The feminisation produced by the Sciara Tra2 protein was, however, partial, indicating that the function of this protein in Drosophila was incomplete. There are two possible explanations for this. It might be due to an insufficient quantity of Sciara Tra2 protein being produced in the Drosophila transgenic flies; it was necessary to restrict the amount of Sciara Tra2 protein that was expressed since the production of any greater amount is lethal. However, although this possibility cannot be rejected outright it seems unlikely since Drosophila XX flies with a single dose of tra-2 develop as normal females; i.e., a single dose of the endogenous tra-2 gene supplies enough Drosophila Tra2 protein for normal female development to be followed. Alternatively, the interaction between the endogenous Drosophila Tra protein and the transgenic Sciara Tra2 protein might be affected such that the DrosophilaTra-SciaraTra2 complex is less efficient than the DrosophilaTra-Tra2 complex at inducing the female-specific splicing of the endogenous Drosophila dsx pre-mRNA. This explanation agrees with the presence of the aberrant spliced dsxF mRNA isoform in XX pseudomales expressing the Sciara Tra2 protein in addition to the normally spliced dsxF mRNA. Note that this isoform contains intron 3, the target where the Tra-Tra2 complex binds to promote its inclusion into mature dsxF mRNA [7–10]. Further, the retention of intron 3 does not appear to be the consequence of any general trouble in the splicing of dsx pre-mRNA since intron 2 (and probably also intron 1) is normally spliced.

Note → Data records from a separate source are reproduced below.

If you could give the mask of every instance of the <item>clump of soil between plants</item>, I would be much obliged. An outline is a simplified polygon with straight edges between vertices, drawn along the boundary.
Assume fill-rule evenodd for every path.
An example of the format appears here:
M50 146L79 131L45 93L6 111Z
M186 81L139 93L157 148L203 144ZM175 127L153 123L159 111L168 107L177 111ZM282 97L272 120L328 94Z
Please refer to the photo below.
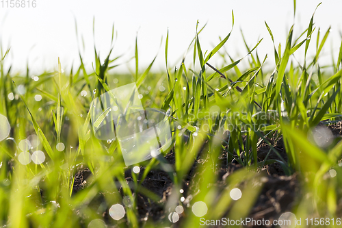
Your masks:
M327 127L331 130L334 138L341 140L342 134L342 122L340 121L336 124L330 125ZM287 156L282 140L282 136L278 138L274 137L269 139L273 147L277 151L278 154L285 161L287 161ZM209 156L203 155L205 152L205 144L200 152L198 159L195 161L189 174L183 179L183 189L185 190L183 196L187 198L185 201L188 203L191 201L192 197L187 195L189 188L196 188L196 185L192 183L194 177L200 175L196 168L199 165L202 164ZM263 161L265 159L275 159L278 160L279 157L274 151L270 151L269 145L263 142L257 148L259 162ZM268 154L268 155L267 155ZM227 164L226 154L223 153L219 161L221 161L220 167L218 167L216 174L218 175L218 185L226 185L225 179L235 170L241 168L242 166L238 164L236 161ZM174 165L174 153L171 151L166 155L166 160L171 165ZM144 168L140 167L140 173L138 177L138 181ZM267 177L261 179L263 186L261 193L257 198L254 205L250 212L250 218L255 220L258 219L268 219L271 222L274 220L278 219L280 216L285 212L291 212L293 206L297 203L297 199L300 197L300 186L298 181L298 175L295 173L291 176L285 176L284 170L278 163L268 164L263 167L259 171L263 172L266 170L267 173ZM81 169L75 175L74 182L73 194L76 194L78 191L86 188L86 179L91 175L88 168ZM131 177L131 170L127 170L124 173L126 182L129 186L132 186L133 180ZM146 189L156 194L161 200L155 202L146 196L139 192L137 193L137 212L140 221L144 221L147 219L152 219L155 223L161 223L162 220L167 216L169 212L164 210L164 205L167 202L168 197L171 195L173 188L173 182L168 173L161 170L152 170L147 177L142 183L142 186ZM190 186L190 187L189 187ZM118 194L123 195L122 186L118 188ZM200 191L200 190L198 189ZM134 190L132 188L132 191ZM135 192L134 194L136 194ZM101 204L101 201L105 201L105 197L100 197L97 203ZM342 202L342 200L340 201ZM96 204L97 204L96 203ZM342 203L341 203L342 205ZM108 205L110 207L110 205ZM108 210L103 214L105 221L108 221L110 217L108 214ZM229 210L229 209L228 209ZM174 224L176 227L181 226L181 218L177 223ZM248 227L258 227L258 226L248 226ZM269 227L272 227L269 226Z

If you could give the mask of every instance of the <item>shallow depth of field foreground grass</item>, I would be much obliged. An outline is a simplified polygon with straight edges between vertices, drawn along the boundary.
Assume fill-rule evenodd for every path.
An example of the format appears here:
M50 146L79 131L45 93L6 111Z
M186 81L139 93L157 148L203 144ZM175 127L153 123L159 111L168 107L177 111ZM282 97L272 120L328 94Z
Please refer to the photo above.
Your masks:
M341 226L342 42L321 66L330 31L316 28L313 16L308 25L274 44L274 59L258 55L260 40L233 60L231 34L206 51L198 25L193 63L168 65L166 38L160 73L149 72L153 62L142 70L136 45L130 75L116 74L115 49L105 60L95 49L92 71L81 64L62 72L56 57L56 72L15 74L3 66L10 50L3 47L0 226L223 227L222 218L253 218L270 227L285 212L301 218L300 227ZM90 105L133 82L144 107L165 110L172 146L126 166L118 140L94 135Z

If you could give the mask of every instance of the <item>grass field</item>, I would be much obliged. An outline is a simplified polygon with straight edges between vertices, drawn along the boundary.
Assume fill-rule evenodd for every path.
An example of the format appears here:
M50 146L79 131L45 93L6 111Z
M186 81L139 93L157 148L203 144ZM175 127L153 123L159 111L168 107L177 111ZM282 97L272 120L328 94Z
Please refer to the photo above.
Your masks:
M55 72L32 75L5 68L10 50L1 49L0 226L224 227L215 221L272 223L291 212L297 227L339 227L342 42L337 58L320 65L330 30L313 18L300 36L292 27L285 43L274 43L274 59L258 55L262 40L233 59L231 33L207 51L197 25L192 64L170 66L168 34L160 73L150 72L154 60L140 66L137 45L127 75L116 73L112 49L100 60L94 49L92 71L80 55L70 72L56 58ZM232 22L237 32L233 12ZM101 120L92 121L90 109L100 94L133 82L144 107L164 110L172 144L127 166L118 140L96 137Z

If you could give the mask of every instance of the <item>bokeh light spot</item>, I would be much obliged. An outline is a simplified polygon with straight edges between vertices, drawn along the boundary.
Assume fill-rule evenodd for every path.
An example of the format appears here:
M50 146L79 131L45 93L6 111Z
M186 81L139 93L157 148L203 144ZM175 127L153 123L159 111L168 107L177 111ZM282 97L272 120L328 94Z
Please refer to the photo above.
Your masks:
M114 204L109 208L109 215L114 220L120 220L125 213L124 207L121 204Z
M202 217L208 212L208 207L207 207L205 202L196 202L192 205L192 212L197 217Z

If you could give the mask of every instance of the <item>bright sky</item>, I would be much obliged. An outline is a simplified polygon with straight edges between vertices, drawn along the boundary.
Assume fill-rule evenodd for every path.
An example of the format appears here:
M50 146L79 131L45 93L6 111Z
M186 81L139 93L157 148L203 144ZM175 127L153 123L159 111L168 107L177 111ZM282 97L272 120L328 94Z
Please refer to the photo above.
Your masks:
M200 27L207 22L200 40L203 49L211 50L220 42L219 36L226 36L231 30L233 10L235 24L226 45L226 50L235 59L246 55L241 29L250 47L264 38L258 51L262 58L268 53L271 64L274 62L273 45L264 21L272 30L276 45L281 42L285 47L286 35L291 25L295 23L297 37L308 27L315 8L321 1L323 3L316 12L315 23L317 28L321 28L321 33L325 33L331 25L329 42L323 53L329 59L331 49L336 56L341 45L341 0L298 0L294 21L293 1L290 0L36 0L35 8L7 8L5 2L3 7L0 5L0 39L3 49L11 47L8 64L10 62L18 71L23 69L29 60L33 72L38 73L42 69L55 69L58 57L66 69L70 68L73 62L78 64L78 47L82 46L80 38L82 36L86 49L81 53L90 68L94 61L92 20L94 17L95 43L103 59L109 49L111 25L114 23L118 38L112 56L124 54L118 63L124 63L134 55L137 34L141 70L146 68L158 53L153 68L158 71L165 68L164 48L168 29L169 66L173 67L179 65L194 38L197 20ZM75 20L78 25L79 42ZM159 49L161 38L163 42ZM315 42L315 37L313 41ZM311 45L315 49L315 44ZM189 56L189 60L190 58ZM215 64L215 59L211 61ZM132 60L131 64L124 64L118 70L133 68L133 62Z

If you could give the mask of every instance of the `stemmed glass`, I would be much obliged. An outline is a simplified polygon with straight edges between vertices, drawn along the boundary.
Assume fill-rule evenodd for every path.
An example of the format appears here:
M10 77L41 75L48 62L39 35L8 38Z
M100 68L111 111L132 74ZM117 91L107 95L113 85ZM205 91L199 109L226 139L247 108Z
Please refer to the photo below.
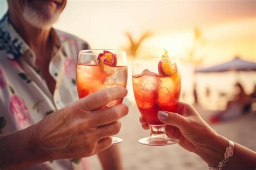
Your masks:
M165 134L166 125L159 121L158 111L175 112L181 88L181 74L177 58L168 57L138 59L133 62L132 82L137 105L150 127L150 136L139 142L146 145L167 145L178 142Z
M76 67L77 87L79 98L97 91L127 84L127 58L125 51L113 50L87 50L79 52ZM122 103L112 101L106 108ZM96 101L97 102L97 101ZM123 140L112 137L112 144Z

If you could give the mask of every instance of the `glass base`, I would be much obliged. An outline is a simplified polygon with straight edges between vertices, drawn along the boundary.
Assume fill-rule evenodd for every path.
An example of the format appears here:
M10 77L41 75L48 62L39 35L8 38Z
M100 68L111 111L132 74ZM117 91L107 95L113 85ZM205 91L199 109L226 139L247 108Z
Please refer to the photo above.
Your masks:
M123 141L123 139L117 137L112 137L112 145L117 144Z
M168 137L165 134L166 125L149 125L150 136L139 140L139 143L150 146L164 146L177 144L179 139Z
M164 146L177 144L179 139L169 138L166 135L151 135L139 140L139 143L150 146Z

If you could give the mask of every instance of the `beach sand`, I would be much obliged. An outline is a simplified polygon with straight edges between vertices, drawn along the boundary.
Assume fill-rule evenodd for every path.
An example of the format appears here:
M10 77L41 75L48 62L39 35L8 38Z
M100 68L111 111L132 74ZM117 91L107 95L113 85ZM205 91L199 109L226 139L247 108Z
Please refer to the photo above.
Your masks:
M207 122L208 117L214 113L204 110L200 106L195 107ZM119 145L125 170L207 169L207 165L200 157L178 144L165 146L139 144L138 139L149 135L149 131L141 127L139 116L136 105L130 107L129 113L121 120L122 129L117 135L124 140ZM251 113L227 122L210 125L228 139L256 151L255 120L255 113ZM97 156L90 159L92 169L102 169Z

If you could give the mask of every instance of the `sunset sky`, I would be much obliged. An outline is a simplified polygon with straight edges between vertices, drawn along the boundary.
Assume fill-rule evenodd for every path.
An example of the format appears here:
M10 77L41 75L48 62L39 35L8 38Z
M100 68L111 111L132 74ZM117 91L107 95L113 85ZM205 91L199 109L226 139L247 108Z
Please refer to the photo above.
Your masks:
M0 0L0 14L7 9ZM193 29L201 30L205 43L197 56L205 65L235 55L256 62L255 3L254 1L68 1L55 28L87 40L93 49L122 49L124 33L138 38L153 36L139 49L138 57L159 57L163 49L173 57L186 57L193 43Z

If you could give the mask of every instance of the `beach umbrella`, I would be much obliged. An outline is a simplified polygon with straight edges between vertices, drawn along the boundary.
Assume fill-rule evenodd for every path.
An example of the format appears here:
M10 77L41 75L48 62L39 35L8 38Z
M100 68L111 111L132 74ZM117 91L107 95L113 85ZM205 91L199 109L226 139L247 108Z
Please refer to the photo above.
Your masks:
M233 60L207 68L196 70L196 73L221 72L225 71L256 71L256 63L235 57Z

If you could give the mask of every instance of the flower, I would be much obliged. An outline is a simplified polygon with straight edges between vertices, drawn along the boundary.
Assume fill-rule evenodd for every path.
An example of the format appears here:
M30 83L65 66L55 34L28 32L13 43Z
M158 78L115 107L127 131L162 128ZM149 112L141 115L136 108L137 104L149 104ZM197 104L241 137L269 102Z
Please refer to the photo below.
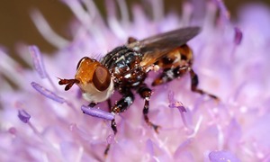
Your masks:
M239 20L232 23L222 1L206 4L203 21L189 19L196 12L191 12L192 4L184 5L182 18L163 15L158 4L151 19L134 5L130 22L124 1L117 1L122 19L116 16L115 4L106 1L106 25L92 1L62 1L78 20L71 26L72 40L50 31L38 12L32 17L44 37L59 48L53 57L30 46L32 58L21 57L27 63L32 60L32 70L11 58L4 49L0 51L2 161L269 160L268 8L246 6ZM220 15L215 20L217 10ZM194 69L200 87L220 101L193 93L188 75L154 87L149 119L161 126L158 134L145 123L143 100L137 95L128 111L115 116L118 133L114 137L108 121L82 113L80 107L87 102L77 87L64 92L57 85L56 76L74 76L82 57L101 58L126 42L130 35L143 39L200 22L203 22L202 33L189 42L195 55ZM22 47L21 51L25 49ZM146 82L151 83L154 76L150 73ZM112 98L118 97L116 93ZM98 104L98 113L106 111L106 106ZM101 118L114 117L107 115ZM107 143L112 145L104 158Z

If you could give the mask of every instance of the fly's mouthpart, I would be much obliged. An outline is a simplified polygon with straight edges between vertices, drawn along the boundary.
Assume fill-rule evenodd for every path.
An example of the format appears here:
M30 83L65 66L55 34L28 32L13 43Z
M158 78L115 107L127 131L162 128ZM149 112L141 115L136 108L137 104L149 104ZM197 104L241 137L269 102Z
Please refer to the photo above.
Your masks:
M68 91L74 84L79 84L80 81L77 79L61 79L59 78L59 85L67 85L65 87L65 91Z

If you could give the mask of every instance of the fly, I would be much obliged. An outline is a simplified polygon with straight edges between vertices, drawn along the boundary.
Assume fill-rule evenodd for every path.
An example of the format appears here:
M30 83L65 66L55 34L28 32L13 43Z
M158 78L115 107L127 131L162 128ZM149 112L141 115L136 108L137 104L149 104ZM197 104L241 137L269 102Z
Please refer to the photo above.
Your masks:
M83 97L93 107L98 103L110 101L114 90L122 98L114 105L109 103L110 112L121 113L128 109L134 101L132 91L144 99L143 115L148 125L158 132L158 125L148 119L149 99L152 91L144 81L148 73L157 67L162 69L154 79L152 86L159 86L181 77L189 73L191 90L207 94L218 100L213 94L199 89L198 76L192 68L193 51L186 42L200 32L199 27L187 27L158 34L142 40L129 38L128 43L107 53L100 61L88 57L81 58L73 79L60 79L59 85L66 85L68 91L76 84L83 92ZM117 133L116 122L112 121L114 135ZM104 152L106 155L110 144Z

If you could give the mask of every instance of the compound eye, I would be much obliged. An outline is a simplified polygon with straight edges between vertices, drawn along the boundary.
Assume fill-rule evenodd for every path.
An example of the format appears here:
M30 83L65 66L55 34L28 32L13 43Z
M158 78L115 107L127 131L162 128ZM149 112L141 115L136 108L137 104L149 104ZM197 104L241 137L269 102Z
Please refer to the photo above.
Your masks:
M78 61L78 63L77 63L77 65L76 65L76 69L80 67L81 63L82 63L85 59L90 59L90 58L89 58L88 57L84 57L84 58L82 58Z
M111 75L109 70L103 66L98 66L93 75L93 84L99 91L106 90L111 83Z

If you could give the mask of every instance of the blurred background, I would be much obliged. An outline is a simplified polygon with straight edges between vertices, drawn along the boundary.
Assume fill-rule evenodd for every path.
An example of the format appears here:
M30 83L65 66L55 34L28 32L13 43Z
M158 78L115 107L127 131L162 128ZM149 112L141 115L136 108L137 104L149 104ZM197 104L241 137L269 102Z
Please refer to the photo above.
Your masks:
M196 1L196 0L194 0ZM141 3L142 0L129 0L129 6L132 4ZM181 4L179 0L164 0L165 12L174 11L181 13ZM244 4L264 3L270 4L270 0L225 0L233 19L237 19L237 11ZM95 0L94 3L105 15L104 1ZM51 53L55 50L39 33L31 20L30 13L32 9L39 9L52 29L61 36L68 38L68 27L72 20L73 14L58 0L1 0L0 5L0 47L4 47L8 53L15 55L15 47L19 42L38 45L41 51Z

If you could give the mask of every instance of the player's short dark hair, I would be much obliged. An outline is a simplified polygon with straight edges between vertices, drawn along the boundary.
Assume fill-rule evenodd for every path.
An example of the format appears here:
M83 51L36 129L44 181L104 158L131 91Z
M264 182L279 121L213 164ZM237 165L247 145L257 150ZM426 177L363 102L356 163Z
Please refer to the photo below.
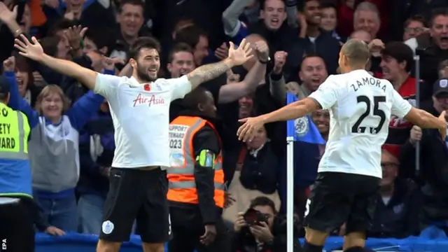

This aberrant dsxF mRNA isoform has been also found in Drosophila XX pseudomales mutant for the endogenous tra gene and expressing the Anastrepha Tra protein, whereas Drosophila XX flies with different doses of the endogenous tra and tra-2 genes do not show this abnormally spliced dsxF mRNA isoform [35]. With respect to the proposed inefficient interaction between the endogenous Drosophila Tra protein and the transgenic Sciara Tra2 protein, the high degree of divergence between the Sciara and the Drosophila Tra2 proteins should be noted. This divergence was mainly observed in the RS domains, which are involved in protein-protein interactions. Hence, the interaction between the Sciara Tra2 protein and the Drosophila Tra protein might be impeded as a consequence of changes accumulated in these proteins after the Sciara and Drosophila phylogenetic lineages separated. These results suggest that Tra and Tra2 proteins co-evolved to exert their functions in sex determination. To this respect, it is worth mentioning that the D. virilis tra-2 gene can fully replace the endogenous tra-2 function of D. melanogaster for normal female sexual development [18]. The similarity between the D. melanogaster and D. virilis Tra-2 proteins is 51,5% [22], whereas the similarity between the D. melanogaster and S. ocellaris Tra-2 proteins is 36.3% [this work].